I was having a conversation with my girlfriend who was struggling trying to illustrate graphically a relationship between two variables in excel. It’s easy to lose perspective of how isolated from real world one is. I told her that there are things that are basically infeasible, or extremely cumbersome, in excel if your are trying to do any serious data work. At the time, I did not know how to explain something that was so evident to me. To start with, there are many data that do not come excel. She answered to me saying that she did not think she would ever do anything esoteric enough so that the data would not be available in an excel format.
During the last several months, I’ve come to enjoy everything that has to do with data manipulation. Just as my girlfriend, only three years ago, I would never have been sensitive to the importance of addressing this task. You can just download the data from the internet, load it into R and then apply the relevant analysis. The intermediate steps sounded boring and trivial. Well, they are not
I was discussing this with a friend working in the data industry who told me that he had the same impression: data wrangling is fun because, unlike formal modeling, it poses a set of small challenges with instantaneous reward. On top of that, it’s something I feel one can do with a moderate level of concentration -listening to metal, to the radio, re-watching a movie.
It isn’t neither a trivial activity. It is something creative, perhaps more on the coding than theoretical side, but still. It involve choices and tradeoffs that can, potentially, affect the output of your analysis: how you treat missing data, how to group variables, which information you choose to keep, and which to discard. There are all sorts of tiny details that may in the end make a difference.

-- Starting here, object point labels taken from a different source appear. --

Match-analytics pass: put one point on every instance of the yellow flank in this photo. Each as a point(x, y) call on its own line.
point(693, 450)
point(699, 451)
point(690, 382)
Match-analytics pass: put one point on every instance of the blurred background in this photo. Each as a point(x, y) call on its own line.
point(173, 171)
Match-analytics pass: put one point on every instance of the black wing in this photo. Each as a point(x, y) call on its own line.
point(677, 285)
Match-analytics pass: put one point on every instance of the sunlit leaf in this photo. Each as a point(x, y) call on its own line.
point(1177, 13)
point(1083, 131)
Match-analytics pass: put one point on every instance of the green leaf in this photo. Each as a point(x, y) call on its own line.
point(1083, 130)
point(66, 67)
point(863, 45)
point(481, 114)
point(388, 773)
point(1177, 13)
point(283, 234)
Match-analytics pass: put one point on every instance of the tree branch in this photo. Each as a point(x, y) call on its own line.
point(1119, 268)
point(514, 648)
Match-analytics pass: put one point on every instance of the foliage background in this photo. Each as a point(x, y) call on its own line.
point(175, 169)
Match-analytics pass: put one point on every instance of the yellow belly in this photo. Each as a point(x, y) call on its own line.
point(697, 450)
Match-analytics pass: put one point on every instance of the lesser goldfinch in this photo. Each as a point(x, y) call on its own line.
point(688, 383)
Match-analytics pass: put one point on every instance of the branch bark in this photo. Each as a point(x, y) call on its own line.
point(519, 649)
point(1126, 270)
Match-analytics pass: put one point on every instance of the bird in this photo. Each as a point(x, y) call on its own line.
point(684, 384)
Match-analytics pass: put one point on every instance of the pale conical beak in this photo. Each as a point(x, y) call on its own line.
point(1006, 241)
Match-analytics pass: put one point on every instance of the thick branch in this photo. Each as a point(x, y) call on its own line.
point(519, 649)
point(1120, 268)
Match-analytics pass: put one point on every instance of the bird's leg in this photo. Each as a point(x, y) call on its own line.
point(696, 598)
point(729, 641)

An important implication of the above has to do with reproducible research. If all data were just like national accounts, perhaps a simple line of code with a link to the web of the relevant government agency would make the job of importing and loading the data and this could be a minor nuisance. Most data are not like that, particularly the one we use in social sciences. The fact that preprocessing data involves choices implies that these should be part of the discussion as much as any other part of the research. Pre-treatment mistakes can have large consequences- a small line of code in which you forgot to specify the right kind of regression- and since so many tiny things can go wrong, this process should be peer-monitorized.
In practice, this is hardly the case. Even journals in poli-sci who ask for replication files do not have proper standards on documenting these. The pre-analysis part is often omitted (files of data are just released), undocumented or unjustified. Debugging someone else’s code, especially if it is undocumented or badly written, is not the funniest activity for a saturday night. The upshot is that the lack of transparency is potentially enormous.